Wow, what do you expect Oden to average his rookie year? 8 ppg, 6 rpg and 5 fouls per game. I think you're cutting him way short. Have you seen him lately? There's a reason he's a once-in-a-decade center prospect.


----------



## STOMP (Jan 1, 2003)

e_blazer1 said:


> During yesterday's Finals broadcast, Jeff Van Gundy said that when the Lakers got Bynum back next year, their front line of Bynum, Gasol, and Odom would be the best in the NBA for years to come...which of course got me thinking, better than Oden, Aldridge and either Webster or Outlaw? Trying to be objective here (and I'll admit that's hard for me), I'd say that the Laker front line has the advantage next year and maybe the year after that simply due to experience, but after that point, I think Oden and Aldridge have more upside than Bynum and Gasol, and I've never thought much of Odom. The guy goes from hero to zero in nearly every game I see him play.
> 
> Thoughts?


I really like Van Gundy as an announcer. He's smart, funny, insightful into the league... but he's still an announcer being paid by those who depend on ratings... so he's being pushed towards hyperbole on all things Lakers. 

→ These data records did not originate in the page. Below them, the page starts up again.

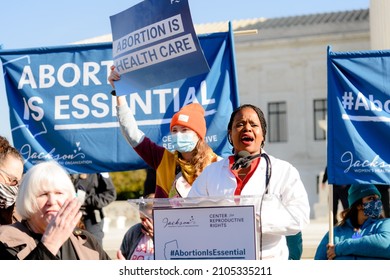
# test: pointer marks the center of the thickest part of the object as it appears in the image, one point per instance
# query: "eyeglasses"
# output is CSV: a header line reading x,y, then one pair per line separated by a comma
x,y
13,181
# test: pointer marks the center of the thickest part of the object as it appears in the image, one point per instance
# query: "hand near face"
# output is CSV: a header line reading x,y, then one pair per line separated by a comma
x,y
147,226
62,225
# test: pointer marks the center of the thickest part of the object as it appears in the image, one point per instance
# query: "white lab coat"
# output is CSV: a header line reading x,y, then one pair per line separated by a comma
x,y
285,209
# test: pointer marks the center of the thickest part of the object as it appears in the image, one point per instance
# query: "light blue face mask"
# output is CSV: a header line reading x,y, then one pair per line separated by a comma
x,y
184,142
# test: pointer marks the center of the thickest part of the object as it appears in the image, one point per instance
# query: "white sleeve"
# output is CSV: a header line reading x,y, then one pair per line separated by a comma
x,y
128,126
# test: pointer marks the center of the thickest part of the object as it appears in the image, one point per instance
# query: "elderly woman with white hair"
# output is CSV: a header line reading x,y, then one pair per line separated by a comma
x,y
50,212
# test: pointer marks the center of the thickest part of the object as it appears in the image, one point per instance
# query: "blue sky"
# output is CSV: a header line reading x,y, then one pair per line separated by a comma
x,y
41,23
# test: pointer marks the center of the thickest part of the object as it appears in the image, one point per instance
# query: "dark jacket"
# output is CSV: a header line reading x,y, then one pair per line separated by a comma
x,y
130,240
100,191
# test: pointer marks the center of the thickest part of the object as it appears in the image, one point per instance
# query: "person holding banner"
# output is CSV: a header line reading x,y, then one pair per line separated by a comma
x,y
11,171
50,211
175,171
248,173
363,233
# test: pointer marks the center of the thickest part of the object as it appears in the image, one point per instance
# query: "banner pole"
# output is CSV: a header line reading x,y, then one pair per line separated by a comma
x,y
330,202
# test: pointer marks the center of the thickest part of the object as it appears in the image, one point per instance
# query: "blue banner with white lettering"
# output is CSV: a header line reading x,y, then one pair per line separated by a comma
x,y
153,44
56,104
358,117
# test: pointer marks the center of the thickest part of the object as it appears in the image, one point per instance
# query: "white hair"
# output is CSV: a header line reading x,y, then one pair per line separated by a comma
x,y
42,177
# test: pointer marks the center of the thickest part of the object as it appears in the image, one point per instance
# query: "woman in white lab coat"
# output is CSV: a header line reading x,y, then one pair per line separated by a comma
x,y
250,171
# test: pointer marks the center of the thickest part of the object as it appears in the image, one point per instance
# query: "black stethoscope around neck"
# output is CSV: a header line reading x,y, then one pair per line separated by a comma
x,y
243,160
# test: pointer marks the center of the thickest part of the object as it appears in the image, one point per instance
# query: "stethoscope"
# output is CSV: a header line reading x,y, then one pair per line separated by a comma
x,y
243,160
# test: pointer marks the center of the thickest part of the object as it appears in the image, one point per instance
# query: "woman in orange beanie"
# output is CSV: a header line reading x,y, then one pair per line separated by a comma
x,y
175,171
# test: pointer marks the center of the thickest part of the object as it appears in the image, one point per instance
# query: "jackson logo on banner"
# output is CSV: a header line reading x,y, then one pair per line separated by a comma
x,y
56,104
157,47
358,117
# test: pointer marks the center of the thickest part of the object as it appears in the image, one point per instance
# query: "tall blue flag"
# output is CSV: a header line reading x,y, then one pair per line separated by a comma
x,y
358,117
58,104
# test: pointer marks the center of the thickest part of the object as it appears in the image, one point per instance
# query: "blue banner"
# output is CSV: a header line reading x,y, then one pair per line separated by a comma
x,y
58,104
358,117
153,44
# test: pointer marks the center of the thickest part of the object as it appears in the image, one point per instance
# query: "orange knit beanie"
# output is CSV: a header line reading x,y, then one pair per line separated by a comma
x,y
191,116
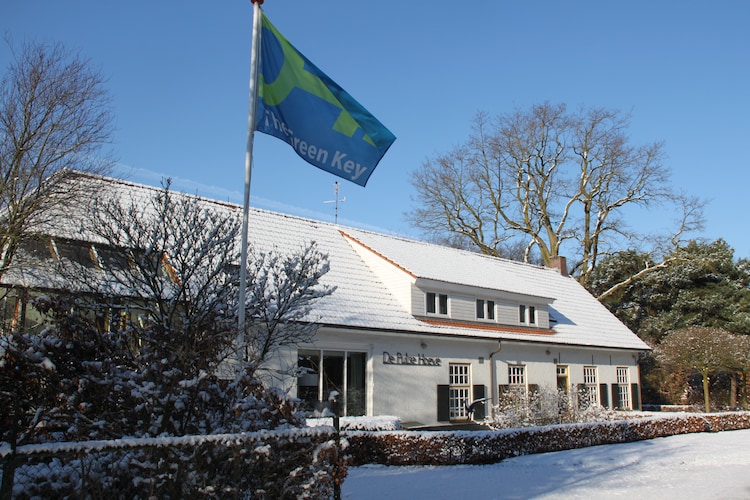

I'll happily check on any potential changes to the LA-Greg pairing as I think it's going to kick the bleep out of the league.

STOMP


----------



## BengalDuck (Jun 19, 2004)

How about Yao - Landry - McGrady?


----------



## Dan (Dec 30, 2002)

BengalDuck said:


> How about Yao - Landry - McGrady?


So what about the other 50 games of the year?


----------



## rocketeer (Oct 7, 2002)

Dan said:


> So what about the other 50 games of the year?


with the injury histories of roy, aldridge, and oden that seems like an odd comment for you to make.


----------



## rocketeer (Oct 7, 2002)

and on paper, the lakers frontcourt will be the best next year. but i don't see them fitting together all that great on the court. odom will struggle defending small forwards(especially the good ones) and they don't have nearly enough shooting with those three to space the floor well. i expect the lakers to be better off when any 2 of the 3 are on the court together than when all 3 are playing together.


----------



## Darkwebs (May 23, 2006)

ebott said:


> Bynum > Oden
> Gasol = LaMarcus
> Odom >> Outlaw/Webster (even with the fear that Odom won't be as good at the 3 as he's been at the 4)



I agree with this except I feel that Bynum = Oden next year. I know Oden is a rookie and will take time to adjust to the league (fouls, stronger players, etc.), but he's got insane athleticism (strength, quickness, hops) and can score with either hand if he's in the paint. He might even have a jumpshot and hook shots with either hands if the rumors are true. I guess we'll have to wait until next season to see how everything plays out.


----------



## mook (Dec 31, 2002)

I really wonder how good Odom is going to seem as a small forward next to Bynum and Gasol. it's sort of like way back when Sheed played small forward so we could have Brian Grant and Sabonis out there. it sounded a lot better on paper than it actually worked. 

much like Sheed at that time, Odom really doesn't have that great of a perimeter shot. he's going to succeed on offense when he can drive and post up and handle the ball. but Kobe already does most of the driving and ball handling. Gasol and Bynum do most of the posting up. what does Odom do? 

I'll tell you what he does: he gets beaten off the dribble a lot on defense and completely vanishes for long stretches of the game on offense (which is his natural inclination anyway). you get rebounding, the occasional nifty pass, and that's about it. 

Odom's a good player--better than any small forward we have (at least right now. I like Outlaw's upside.) but I just don't think the pieces around him are going to set him up to succeed. I think they'd be much better served with a Rashard Lewis/Peja/Hedo/Battier/Prince-type SF who can spread the floor and give Kobe/Gasol/Bynum the room to operate in the paint. 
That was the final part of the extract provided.